Amazon already has a significant advantage in their bulk pricing and lack of sales tax. I used to be opposed to efforts to force internet companies to charge sales tax, but I’m starting to change my mind. The reality is that to save ourselves a few cents on the dollar, we are undermining the communities in which we live. We complain about our local economies while continuing to send our money out of state. We’re bargain-shopping our way into the slums, so to speak.
I like Russo’s conclusion:
As I see it, the problem with Amazon stems from the fact that though it started out as a bookseller, it isn’t anymore, not really. It sells everything now, and it sells it all aggressively. Maybe Amazon doesn’t care about the larger bookselling universe because it’s simply too big to care.

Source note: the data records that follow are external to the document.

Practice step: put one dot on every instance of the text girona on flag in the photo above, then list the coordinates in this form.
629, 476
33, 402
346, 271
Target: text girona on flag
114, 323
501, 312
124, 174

In a way it’s become, like the John Candy character (minus the eager, slobbering benevolence) in Mel Brooks’s movie “Spaceballs” — half man, half dog and thus its own best friend.
Amazon and their tactics is part of a larger internet movement, the descent toward “everything for free”. The relentless drive by consumers to get things inexpensively–or free–will ultimately result in a world where all our entertainment and information will be produced by people who either have their own agenda to serve, or by the infinite number of monkies.
It will be a “YouTube World,” and not in the best sense. Yes, there are some genuinely clever and entertaining videos on YouTube. But compare that with the amount of videos uploaded daily, and you’ll find the percentage of quality/valuable content is very, very low. For every “How It Should Have Ended” (which is sponsored) you’ll get several hundred (if not thousand) clips of Uncle Ernie’s talking butt trick, teenagers filming each other making faces on their iPhones, and lame attempts to imitate a more successful clip.
We’ve got to understand that anything worth having is going to have to cost something. It cuts both ways. If something is not valued, its price will drop. If the price of something drops, it will stop being valuable.
Most importantly we, as consumers, need to realize that we are worth something. Information about our various habits is no less valuable just because it’s gathered wholesale. There may not be anything we can do to keep from being tracked while we’re shopping on a website, but there is no reason why we should voluntarily let them track us all the time, or gather information for them. Our time is worth something. Information is worth something. We shouldn’t sell ourselves so cheaply, but we do because we think of ourselves as only one of millions. That is true, but you are still one, and the only one of you. Make them earn their information.
I think I will take a stand on this. I currently have Amazon Prime. When it expires I will not renew it. That will make it more expensive for me to shop on Amazon, and I will do it less. I need to value and patronize the local stores more, even if it costs me more. Otherwise someday, when I really need them, they won’t be there anymore.